From what I understand the language is supposed to follow this DRY standard wery strictly but it's so WET when it comes to test driven development in this tutorial.
For example
it { should have_link('Users', href: users_path) }
it { should have_link('Profile', href: user_path(user)) }
it { should have_link('Settings', href: edit_user_path(user)) }
it { should have_link('Sign out', href: signout_path) }
Here we have lots of rows that almost looks the same.
I'we tried this
it "should have following links from this array" do
[
['Users', href: users_path],
['Profile', href: user_path(user)],
['Settings', href: edit_user_path(user)],
['Sign out', href: signout_path]
].each { |a| page.should have_link(a[0], a[1]) }
end
This code works but it's looks ugly and it's more rows.
So I want to know if it's an better way to add an array to have_link method.
I now have a great idea but I don't know how to make it work.
This is my helper (it does not look like it did when i created this question. It is edited after an answer from Michaël Witrant)

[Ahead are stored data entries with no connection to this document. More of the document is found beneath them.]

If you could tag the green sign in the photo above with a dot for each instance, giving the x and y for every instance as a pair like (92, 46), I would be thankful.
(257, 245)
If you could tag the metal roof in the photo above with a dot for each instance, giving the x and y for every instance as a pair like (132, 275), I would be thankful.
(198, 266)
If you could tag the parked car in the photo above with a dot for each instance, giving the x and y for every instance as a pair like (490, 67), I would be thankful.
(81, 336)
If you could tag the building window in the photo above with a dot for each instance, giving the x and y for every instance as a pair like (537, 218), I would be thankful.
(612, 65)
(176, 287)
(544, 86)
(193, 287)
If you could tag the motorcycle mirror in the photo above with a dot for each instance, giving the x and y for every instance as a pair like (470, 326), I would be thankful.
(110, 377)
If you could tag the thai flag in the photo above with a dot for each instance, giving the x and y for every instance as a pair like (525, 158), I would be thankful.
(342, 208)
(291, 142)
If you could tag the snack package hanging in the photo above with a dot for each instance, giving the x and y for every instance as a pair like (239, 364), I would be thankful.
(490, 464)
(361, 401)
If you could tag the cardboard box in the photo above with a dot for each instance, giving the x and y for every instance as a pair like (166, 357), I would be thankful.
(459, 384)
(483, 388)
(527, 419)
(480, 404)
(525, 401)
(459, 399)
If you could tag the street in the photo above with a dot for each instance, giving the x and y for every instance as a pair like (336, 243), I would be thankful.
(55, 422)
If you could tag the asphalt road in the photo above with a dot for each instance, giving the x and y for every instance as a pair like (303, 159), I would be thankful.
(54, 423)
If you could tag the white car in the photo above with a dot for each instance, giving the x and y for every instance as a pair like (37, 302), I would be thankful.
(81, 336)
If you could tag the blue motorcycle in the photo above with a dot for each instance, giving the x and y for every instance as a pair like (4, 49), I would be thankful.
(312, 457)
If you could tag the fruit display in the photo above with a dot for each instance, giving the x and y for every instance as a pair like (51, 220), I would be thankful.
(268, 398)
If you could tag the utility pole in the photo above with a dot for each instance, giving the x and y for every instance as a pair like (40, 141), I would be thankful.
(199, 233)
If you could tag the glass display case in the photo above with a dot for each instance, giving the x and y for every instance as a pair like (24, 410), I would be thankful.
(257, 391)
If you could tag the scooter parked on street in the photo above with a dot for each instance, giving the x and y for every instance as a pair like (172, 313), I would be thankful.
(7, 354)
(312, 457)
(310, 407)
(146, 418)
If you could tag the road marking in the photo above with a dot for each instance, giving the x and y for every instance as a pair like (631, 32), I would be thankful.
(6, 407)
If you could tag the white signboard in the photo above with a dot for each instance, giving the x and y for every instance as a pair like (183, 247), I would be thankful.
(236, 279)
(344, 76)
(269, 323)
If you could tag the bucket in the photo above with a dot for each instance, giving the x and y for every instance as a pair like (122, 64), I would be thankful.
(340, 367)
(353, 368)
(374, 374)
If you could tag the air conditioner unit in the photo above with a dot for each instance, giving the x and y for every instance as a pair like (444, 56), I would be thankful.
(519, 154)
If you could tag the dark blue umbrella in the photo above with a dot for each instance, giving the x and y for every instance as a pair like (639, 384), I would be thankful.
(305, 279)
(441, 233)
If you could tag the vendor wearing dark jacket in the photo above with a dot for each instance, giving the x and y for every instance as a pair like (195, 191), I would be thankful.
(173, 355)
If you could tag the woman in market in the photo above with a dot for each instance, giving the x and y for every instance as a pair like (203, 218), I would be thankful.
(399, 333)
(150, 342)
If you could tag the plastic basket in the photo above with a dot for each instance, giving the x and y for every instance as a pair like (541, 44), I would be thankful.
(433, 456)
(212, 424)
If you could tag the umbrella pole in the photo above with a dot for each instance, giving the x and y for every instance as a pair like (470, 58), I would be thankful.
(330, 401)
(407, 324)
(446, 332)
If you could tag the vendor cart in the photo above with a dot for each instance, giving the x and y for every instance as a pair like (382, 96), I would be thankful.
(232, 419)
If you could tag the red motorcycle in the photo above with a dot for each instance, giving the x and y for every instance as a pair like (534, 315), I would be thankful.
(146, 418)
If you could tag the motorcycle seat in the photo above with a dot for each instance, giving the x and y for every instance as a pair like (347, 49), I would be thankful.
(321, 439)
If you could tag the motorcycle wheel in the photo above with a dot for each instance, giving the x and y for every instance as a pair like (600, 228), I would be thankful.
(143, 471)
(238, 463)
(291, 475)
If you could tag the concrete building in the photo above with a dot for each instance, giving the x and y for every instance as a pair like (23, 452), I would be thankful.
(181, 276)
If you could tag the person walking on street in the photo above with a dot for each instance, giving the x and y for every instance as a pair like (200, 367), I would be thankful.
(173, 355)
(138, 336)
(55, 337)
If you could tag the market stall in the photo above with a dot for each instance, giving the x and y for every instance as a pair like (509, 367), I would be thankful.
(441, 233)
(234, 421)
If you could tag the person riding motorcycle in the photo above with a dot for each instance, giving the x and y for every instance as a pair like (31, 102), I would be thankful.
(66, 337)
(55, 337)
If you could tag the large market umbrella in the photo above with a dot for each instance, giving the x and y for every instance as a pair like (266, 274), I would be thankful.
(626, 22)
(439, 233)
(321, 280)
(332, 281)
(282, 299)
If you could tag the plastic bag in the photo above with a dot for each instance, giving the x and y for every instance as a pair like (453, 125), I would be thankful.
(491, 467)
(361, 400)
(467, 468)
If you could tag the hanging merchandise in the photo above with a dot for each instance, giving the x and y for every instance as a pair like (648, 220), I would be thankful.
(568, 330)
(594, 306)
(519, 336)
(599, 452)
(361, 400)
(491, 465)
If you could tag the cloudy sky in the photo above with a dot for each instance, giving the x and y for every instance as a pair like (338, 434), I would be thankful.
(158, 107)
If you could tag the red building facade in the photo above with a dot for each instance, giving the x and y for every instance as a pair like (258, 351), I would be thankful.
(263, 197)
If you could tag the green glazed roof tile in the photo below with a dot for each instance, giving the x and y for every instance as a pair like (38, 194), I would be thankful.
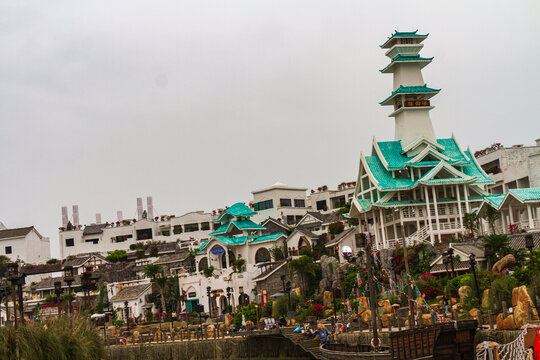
(410, 90)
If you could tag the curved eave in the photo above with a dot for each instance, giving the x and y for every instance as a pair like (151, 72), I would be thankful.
(389, 69)
(396, 35)
(413, 108)
(388, 100)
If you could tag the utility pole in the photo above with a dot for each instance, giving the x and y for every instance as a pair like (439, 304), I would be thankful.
(407, 274)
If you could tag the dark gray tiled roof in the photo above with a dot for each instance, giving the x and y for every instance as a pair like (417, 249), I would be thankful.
(130, 293)
(9, 233)
(340, 236)
(469, 248)
(458, 266)
(517, 241)
(326, 218)
(93, 229)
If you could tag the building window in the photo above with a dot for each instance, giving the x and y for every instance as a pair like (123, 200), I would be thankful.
(191, 227)
(144, 234)
(263, 205)
(262, 255)
(321, 205)
(285, 202)
(120, 238)
(205, 226)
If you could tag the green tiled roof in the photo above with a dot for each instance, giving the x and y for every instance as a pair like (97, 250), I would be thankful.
(238, 209)
(410, 90)
(240, 240)
(240, 225)
(266, 237)
(392, 153)
(404, 34)
(247, 225)
(384, 177)
(495, 200)
(473, 170)
(528, 194)
(405, 58)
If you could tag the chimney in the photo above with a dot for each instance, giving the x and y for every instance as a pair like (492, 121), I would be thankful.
(150, 207)
(76, 215)
(139, 208)
(64, 216)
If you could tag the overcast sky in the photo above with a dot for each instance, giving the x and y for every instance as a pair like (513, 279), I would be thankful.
(198, 103)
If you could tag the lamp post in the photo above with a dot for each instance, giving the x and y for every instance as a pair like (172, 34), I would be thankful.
(68, 278)
(58, 291)
(450, 253)
(472, 262)
(288, 288)
(13, 276)
(208, 292)
(365, 242)
(529, 244)
(229, 289)
(126, 313)
(406, 260)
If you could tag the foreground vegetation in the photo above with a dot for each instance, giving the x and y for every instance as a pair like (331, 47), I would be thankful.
(54, 339)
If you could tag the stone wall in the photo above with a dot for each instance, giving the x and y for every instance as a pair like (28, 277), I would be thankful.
(269, 347)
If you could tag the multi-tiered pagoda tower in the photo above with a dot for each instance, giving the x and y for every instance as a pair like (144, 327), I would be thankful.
(416, 186)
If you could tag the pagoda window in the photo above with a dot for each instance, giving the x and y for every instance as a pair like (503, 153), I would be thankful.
(321, 205)
(262, 255)
(203, 264)
(191, 227)
(177, 229)
(263, 205)
(205, 226)
(144, 234)
(285, 202)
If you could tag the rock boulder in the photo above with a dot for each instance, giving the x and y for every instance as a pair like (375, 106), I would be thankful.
(506, 262)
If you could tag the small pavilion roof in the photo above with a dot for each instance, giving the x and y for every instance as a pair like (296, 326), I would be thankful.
(238, 209)
(239, 224)
(239, 240)
(406, 58)
(409, 90)
(403, 35)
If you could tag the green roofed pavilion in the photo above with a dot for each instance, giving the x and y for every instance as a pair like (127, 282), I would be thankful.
(403, 35)
(410, 90)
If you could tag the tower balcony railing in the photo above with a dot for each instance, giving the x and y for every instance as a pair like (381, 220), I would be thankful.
(411, 103)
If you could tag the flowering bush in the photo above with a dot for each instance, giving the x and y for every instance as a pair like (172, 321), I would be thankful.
(317, 310)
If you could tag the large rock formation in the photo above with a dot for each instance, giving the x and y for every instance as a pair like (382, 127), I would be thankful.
(329, 266)
(520, 299)
(506, 262)
(464, 292)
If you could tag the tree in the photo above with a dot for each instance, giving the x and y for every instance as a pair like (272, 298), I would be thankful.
(116, 255)
(303, 267)
(152, 271)
(470, 221)
(345, 210)
(499, 246)
(491, 215)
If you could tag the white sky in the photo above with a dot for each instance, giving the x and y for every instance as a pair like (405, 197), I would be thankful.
(199, 102)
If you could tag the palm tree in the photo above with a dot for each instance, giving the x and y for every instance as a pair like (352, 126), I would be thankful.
(303, 267)
(152, 271)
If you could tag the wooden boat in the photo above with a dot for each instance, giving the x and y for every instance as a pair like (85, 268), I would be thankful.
(356, 352)
(442, 342)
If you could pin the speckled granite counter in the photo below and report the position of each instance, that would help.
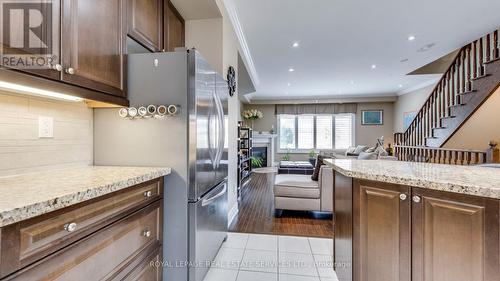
(29, 195)
(478, 181)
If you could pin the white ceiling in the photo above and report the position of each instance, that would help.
(197, 9)
(341, 39)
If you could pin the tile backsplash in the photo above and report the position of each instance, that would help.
(22, 151)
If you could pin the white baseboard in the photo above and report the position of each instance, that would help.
(232, 214)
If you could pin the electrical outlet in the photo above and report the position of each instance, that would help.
(45, 127)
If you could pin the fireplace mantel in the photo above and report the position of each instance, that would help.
(266, 140)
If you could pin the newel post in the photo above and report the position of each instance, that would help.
(493, 153)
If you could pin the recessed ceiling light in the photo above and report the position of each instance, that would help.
(426, 47)
(17, 88)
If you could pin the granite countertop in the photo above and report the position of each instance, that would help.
(478, 181)
(29, 195)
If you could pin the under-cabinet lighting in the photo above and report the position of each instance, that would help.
(36, 91)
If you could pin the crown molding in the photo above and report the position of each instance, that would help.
(247, 56)
(419, 86)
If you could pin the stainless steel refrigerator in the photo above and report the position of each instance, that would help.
(193, 144)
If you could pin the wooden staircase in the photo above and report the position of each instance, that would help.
(472, 77)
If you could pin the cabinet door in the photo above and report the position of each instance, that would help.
(455, 237)
(145, 22)
(43, 42)
(92, 44)
(174, 28)
(381, 231)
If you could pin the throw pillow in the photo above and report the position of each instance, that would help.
(371, 149)
(368, 156)
(319, 163)
(359, 149)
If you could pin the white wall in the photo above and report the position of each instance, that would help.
(411, 101)
(206, 36)
(230, 58)
(21, 151)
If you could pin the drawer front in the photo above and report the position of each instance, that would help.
(103, 254)
(53, 232)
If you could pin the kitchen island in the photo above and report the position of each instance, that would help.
(59, 224)
(401, 221)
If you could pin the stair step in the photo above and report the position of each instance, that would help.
(492, 60)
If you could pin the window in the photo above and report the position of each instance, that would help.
(305, 132)
(305, 128)
(324, 128)
(287, 131)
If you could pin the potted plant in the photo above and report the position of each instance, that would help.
(252, 114)
(312, 157)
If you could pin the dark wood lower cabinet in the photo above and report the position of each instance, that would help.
(382, 231)
(388, 232)
(455, 237)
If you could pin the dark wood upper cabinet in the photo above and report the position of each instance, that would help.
(382, 231)
(92, 45)
(174, 32)
(455, 237)
(145, 22)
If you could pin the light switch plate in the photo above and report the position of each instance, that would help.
(45, 127)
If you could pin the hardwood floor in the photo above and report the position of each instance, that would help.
(256, 213)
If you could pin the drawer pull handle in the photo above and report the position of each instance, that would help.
(70, 227)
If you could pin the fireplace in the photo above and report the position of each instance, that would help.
(260, 153)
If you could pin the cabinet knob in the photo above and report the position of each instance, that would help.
(70, 227)
(57, 67)
(70, 70)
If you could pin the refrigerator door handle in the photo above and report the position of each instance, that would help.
(220, 115)
(209, 200)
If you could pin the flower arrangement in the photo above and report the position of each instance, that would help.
(252, 114)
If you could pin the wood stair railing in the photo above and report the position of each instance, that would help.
(448, 156)
(470, 79)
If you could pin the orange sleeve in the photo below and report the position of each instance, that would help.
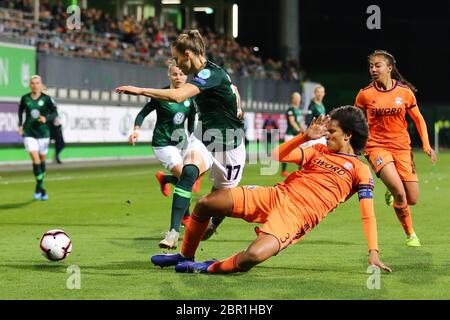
(289, 151)
(369, 223)
(359, 101)
(421, 126)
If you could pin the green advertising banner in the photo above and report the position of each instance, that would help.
(17, 65)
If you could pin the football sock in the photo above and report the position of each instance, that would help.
(216, 221)
(39, 177)
(168, 178)
(193, 235)
(228, 265)
(182, 195)
(43, 167)
(404, 216)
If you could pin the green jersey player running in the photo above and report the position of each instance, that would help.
(294, 124)
(217, 143)
(169, 138)
(39, 110)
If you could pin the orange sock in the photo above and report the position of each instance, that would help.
(193, 235)
(227, 265)
(404, 216)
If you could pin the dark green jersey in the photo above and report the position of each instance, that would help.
(314, 111)
(298, 119)
(170, 117)
(42, 106)
(217, 105)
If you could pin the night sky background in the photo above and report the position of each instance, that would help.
(334, 38)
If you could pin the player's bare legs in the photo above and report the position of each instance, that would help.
(391, 179)
(39, 169)
(193, 166)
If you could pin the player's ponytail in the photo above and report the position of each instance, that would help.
(395, 74)
(190, 40)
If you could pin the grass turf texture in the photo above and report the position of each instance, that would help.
(116, 217)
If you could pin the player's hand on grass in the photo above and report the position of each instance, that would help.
(430, 152)
(374, 260)
(129, 90)
(318, 128)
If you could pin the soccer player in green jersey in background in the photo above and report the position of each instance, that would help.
(315, 110)
(40, 109)
(217, 143)
(295, 123)
(169, 139)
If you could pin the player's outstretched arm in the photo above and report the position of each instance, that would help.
(421, 126)
(172, 95)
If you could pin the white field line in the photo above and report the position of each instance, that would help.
(64, 178)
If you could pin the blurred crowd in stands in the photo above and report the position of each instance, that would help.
(127, 40)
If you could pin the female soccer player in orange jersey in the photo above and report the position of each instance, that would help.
(386, 101)
(288, 210)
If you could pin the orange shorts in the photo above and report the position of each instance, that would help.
(274, 209)
(403, 161)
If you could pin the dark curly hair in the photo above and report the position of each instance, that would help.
(395, 74)
(352, 120)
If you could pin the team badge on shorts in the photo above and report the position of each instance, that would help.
(348, 165)
(379, 160)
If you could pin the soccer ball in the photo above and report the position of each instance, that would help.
(55, 245)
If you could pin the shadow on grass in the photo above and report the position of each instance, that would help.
(16, 205)
(113, 225)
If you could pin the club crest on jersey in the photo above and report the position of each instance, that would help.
(35, 113)
(348, 165)
(204, 74)
(379, 160)
(178, 118)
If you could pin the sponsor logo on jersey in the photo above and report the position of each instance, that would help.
(199, 80)
(204, 74)
(178, 118)
(379, 160)
(377, 112)
(329, 166)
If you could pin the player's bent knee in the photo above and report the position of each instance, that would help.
(412, 201)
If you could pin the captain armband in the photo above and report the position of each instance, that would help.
(365, 193)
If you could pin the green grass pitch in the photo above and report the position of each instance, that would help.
(116, 216)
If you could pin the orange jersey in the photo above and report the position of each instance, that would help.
(386, 115)
(327, 180)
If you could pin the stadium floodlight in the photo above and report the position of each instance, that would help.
(171, 2)
(206, 10)
(235, 20)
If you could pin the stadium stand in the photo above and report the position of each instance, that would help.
(127, 40)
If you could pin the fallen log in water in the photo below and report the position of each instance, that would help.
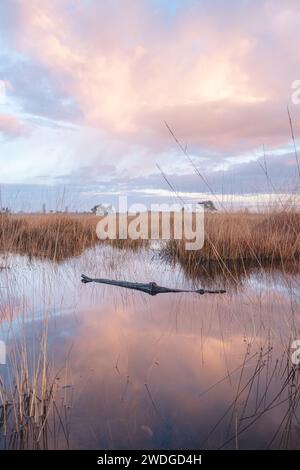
(151, 288)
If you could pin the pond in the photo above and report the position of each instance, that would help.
(127, 370)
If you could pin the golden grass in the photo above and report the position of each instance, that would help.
(244, 238)
(229, 237)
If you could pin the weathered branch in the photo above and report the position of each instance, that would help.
(151, 288)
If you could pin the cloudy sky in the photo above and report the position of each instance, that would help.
(89, 86)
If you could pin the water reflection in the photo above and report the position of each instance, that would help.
(173, 371)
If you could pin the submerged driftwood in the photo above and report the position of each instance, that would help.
(151, 288)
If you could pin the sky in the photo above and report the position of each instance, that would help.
(90, 89)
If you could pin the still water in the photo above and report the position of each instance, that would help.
(174, 371)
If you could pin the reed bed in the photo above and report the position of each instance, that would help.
(243, 239)
(53, 236)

RSpec::Matchers.define :have_these_links do |*links|
match do |actual|
links.each do |link|
have_link(link.first, link.extract_options!).matches?(actual)
end
end
end
and this should now be my test
it { should have_these_links(['Users', href: users_path],
['Profile', href: user_path(user)],
['Settings', href: edit_user_path(user)],
['Sign out', href: signout_path]) }
So this works but it's not user friendly. When I run the test and I have an link does not exist on the page it tells me that I do not have these links. But I will be able to make the helper tell me which link I'm missing. This is my error code
expected #<Capybara::Session> to have these links ["Users", {:href=>"/users"}], ["Test Link", {:href=>"/Does_not_exist"}], and ["Profile", {:href=>"/users/991"}]
# ./spec/requests/authentication_pages_spec.rb:42:in `block (4 levels) in <top (required)>'
Upvotes: 4
Views: 3421
Reputation: 1827
You can write a custom matcher, but I think thats not the idea of tests and DRY.
In the code, the DRY mantra encourages to keep every piece of knowledge of your software in a unique and unambiguous place. That is not the goal of the specs. The goal of the specs is to poof the correctness of a software in a explicit and easy to read way.
Repeat
it { should have_link('Users', href: users_path) }
if far more readable and easy to read than declaring and array of [text, url] and iterate over them, even inside some kind of custom matcher.
In test you should prefer readability over conciseness.
Upvotes: 7
Reputation: 7714
To define custom matchers you can read this feature and some inspiration.
And write something like that:
RSpec::Matchers.define :have_links do |expected|
match do |actual|
expected.all? do |name, options|
have_link(name, options).matches?(actual)
end
end
end
But IMO, your first try is the best way to write it: clean and easy to read.